A negro e a braille, com ilustrações táteis e visuais, estes são livros para todas as crianças! Livros para ler com as mãos, com os olhos, mas principalmente com os 5 sentidos.

3. ESTRATÉGIAS E RECURSOS
O Nabo Gigante, um conto original russo, recolhido por Alexis Tolstoi no séc. XIX, tem os ingredientes de um conto popular verdadeiramente hilariante, acompanhando a aventura de um simpático casal de velhinhos, que se desdobram em esforços para colher um nabo… um nabo GIGANTE!


Elementos da Caixa de histórias

Este conto viajou até um jardim-de-infância da zona centro do país e as crianças adoraram. A adaptação contemplou:
  • Livro com texto em braille (optámos por colocar o braille em folha acetato sobre o texto do livro original);
  • Caixa de histórias (levámos connosco a velhinha, o carro de mão, os legumes da horta, as etiquetas dos legumes);
  • Dramatização (puxamos e içamos e sacudimos e puxamos com mais força.

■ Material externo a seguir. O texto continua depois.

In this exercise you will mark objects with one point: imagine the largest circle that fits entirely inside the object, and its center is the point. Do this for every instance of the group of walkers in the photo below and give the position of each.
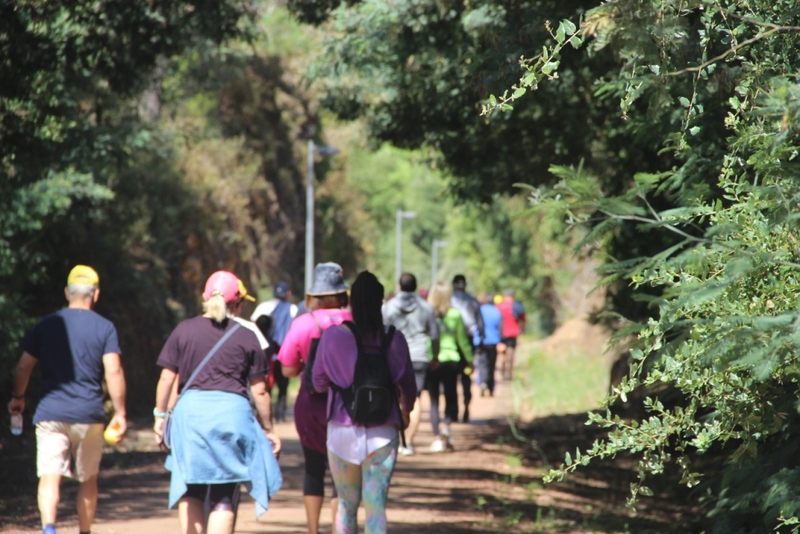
(450, 335)
(213, 410)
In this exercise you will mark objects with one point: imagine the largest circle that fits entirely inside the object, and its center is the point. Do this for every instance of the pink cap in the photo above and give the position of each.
(224, 283)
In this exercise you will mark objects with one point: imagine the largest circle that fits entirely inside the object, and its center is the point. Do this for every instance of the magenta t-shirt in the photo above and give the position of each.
(310, 411)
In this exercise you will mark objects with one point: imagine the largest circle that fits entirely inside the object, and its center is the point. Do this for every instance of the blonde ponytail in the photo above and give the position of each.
(215, 308)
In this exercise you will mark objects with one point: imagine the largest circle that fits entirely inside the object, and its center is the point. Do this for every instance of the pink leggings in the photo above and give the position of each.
(369, 482)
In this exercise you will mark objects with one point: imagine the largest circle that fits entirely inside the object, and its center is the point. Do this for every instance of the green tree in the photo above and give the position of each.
(717, 84)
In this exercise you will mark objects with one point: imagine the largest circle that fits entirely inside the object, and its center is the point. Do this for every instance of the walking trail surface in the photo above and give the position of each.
(430, 492)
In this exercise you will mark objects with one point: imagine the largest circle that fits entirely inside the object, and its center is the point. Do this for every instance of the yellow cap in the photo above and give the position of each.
(243, 292)
(83, 274)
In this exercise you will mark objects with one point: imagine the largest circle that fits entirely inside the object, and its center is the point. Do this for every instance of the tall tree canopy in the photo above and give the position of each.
(669, 130)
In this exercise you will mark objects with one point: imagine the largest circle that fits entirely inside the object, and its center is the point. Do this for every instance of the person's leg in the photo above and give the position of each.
(433, 391)
(48, 496)
(87, 503)
(283, 388)
(191, 513)
(222, 518)
(511, 349)
(314, 487)
(450, 374)
(490, 359)
(347, 478)
(52, 462)
(482, 366)
(376, 474)
(86, 442)
(420, 375)
(413, 420)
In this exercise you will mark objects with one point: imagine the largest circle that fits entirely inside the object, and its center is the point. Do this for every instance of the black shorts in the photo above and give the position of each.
(510, 342)
(420, 373)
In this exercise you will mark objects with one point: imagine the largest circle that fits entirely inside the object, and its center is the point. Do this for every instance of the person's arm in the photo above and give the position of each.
(263, 404)
(163, 392)
(115, 380)
(22, 375)
(289, 353)
(319, 376)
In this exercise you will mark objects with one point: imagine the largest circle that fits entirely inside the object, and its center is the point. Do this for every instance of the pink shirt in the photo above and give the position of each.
(303, 329)
(310, 415)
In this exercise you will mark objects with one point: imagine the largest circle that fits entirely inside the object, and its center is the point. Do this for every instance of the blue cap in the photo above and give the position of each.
(281, 290)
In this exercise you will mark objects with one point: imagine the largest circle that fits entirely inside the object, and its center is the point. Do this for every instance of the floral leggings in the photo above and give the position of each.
(368, 481)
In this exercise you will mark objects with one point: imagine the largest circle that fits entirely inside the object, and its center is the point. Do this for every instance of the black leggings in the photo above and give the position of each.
(314, 480)
(446, 375)
(282, 384)
(215, 496)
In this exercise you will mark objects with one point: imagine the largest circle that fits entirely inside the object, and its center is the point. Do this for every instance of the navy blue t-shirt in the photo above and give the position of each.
(70, 345)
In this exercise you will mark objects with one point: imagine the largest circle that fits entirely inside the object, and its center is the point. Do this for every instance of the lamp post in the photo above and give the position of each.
(312, 150)
(437, 244)
(398, 238)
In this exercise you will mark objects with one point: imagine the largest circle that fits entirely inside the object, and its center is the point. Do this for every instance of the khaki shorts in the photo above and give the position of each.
(69, 449)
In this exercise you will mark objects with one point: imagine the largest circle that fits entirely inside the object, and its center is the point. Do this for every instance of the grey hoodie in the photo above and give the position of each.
(414, 317)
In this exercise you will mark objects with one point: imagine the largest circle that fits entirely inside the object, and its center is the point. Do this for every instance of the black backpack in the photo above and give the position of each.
(371, 396)
(311, 357)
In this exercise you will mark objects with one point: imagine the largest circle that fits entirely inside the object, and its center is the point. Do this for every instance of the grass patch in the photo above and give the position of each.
(546, 384)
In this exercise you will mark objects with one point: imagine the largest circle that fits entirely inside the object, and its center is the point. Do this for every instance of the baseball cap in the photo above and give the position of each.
(224, 283)
(281, 290)
(83, 274)
(243, 292)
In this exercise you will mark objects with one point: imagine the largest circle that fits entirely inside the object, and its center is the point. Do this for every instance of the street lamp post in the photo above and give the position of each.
(398, 238)
(434, 264)
(312, 150)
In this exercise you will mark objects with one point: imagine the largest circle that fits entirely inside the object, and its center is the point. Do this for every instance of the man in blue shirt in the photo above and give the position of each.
(75, 348)
(492, 330)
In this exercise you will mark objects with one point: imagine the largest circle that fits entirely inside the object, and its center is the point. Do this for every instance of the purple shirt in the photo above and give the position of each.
(310, 417)
(239, 360)
(336, 362)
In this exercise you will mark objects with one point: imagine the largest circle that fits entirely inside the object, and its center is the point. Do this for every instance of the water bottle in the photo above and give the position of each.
(16, 424)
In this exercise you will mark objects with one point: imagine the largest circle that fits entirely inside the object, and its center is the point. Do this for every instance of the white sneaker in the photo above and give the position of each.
(406, 451)
(438, 445)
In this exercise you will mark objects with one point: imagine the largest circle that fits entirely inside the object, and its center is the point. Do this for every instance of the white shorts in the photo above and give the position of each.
(69, 449)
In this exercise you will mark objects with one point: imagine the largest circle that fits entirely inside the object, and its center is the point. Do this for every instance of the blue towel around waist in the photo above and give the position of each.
(216, 439)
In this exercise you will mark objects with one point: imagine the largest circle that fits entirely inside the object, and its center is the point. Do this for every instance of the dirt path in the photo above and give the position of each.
(430, 493)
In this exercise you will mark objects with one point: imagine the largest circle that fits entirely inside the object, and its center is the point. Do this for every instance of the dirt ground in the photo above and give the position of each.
(491, 483)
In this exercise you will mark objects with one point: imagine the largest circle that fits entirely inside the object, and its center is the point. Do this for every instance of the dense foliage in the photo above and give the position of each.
(717, 83)
(157, 142)
(668, 130)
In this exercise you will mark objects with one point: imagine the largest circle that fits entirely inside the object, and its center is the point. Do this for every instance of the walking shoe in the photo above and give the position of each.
(438, 445)
(448, 439)
(406, 451)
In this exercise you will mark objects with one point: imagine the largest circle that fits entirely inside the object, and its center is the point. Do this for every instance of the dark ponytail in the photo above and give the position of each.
(366, 298)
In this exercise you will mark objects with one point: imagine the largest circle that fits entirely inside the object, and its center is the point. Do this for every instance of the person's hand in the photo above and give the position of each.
(276, 442)
(16, 406)
(158, 429)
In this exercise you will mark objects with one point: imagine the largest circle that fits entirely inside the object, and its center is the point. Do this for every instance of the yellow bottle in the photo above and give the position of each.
(111, 434)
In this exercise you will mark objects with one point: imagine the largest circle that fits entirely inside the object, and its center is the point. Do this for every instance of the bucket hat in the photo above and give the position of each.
(328, 280)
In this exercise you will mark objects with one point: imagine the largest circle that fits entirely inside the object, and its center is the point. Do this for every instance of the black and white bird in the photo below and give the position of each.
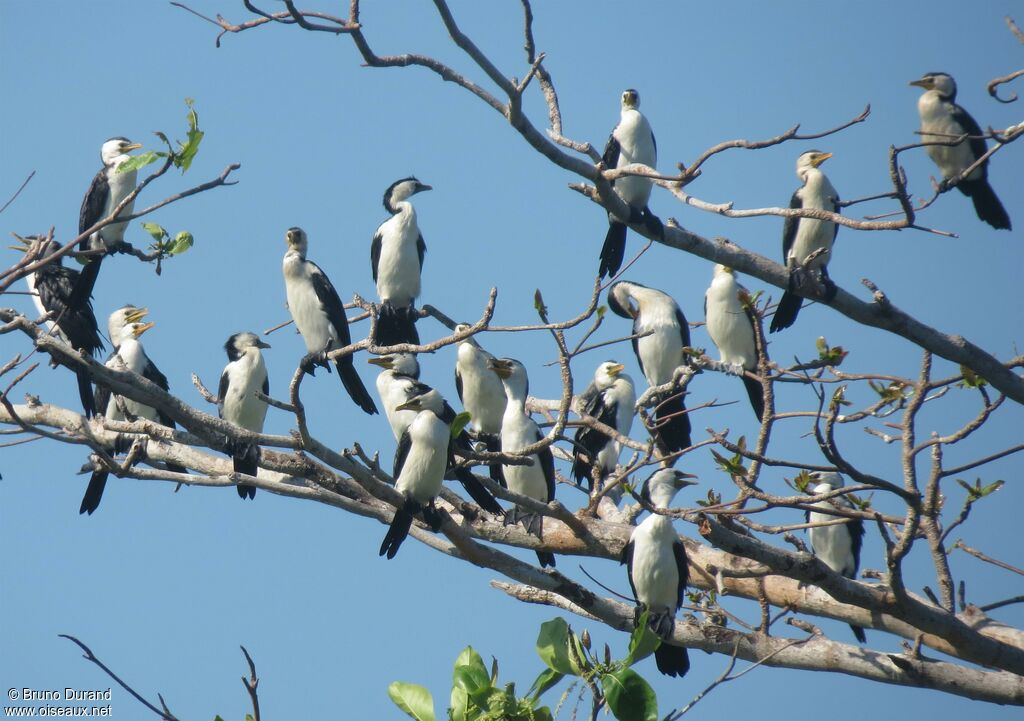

Mas o nabo continuava a não se mexer.)
  • Visita à horta (onde cruzamos fantasia e realidade).

    A caixa de histórias, a possibilidade de experimentar a história com o corpo (através da dramatização) e o contacto com a realidade, facilitaram a compreensão da narrativa e a construção de significados por parte da criança com cegueira.

Uma história cheia de cor do autor Miguel Borges Silva das Edições livro directo é um livro muito interessante para falar sobre a diferença.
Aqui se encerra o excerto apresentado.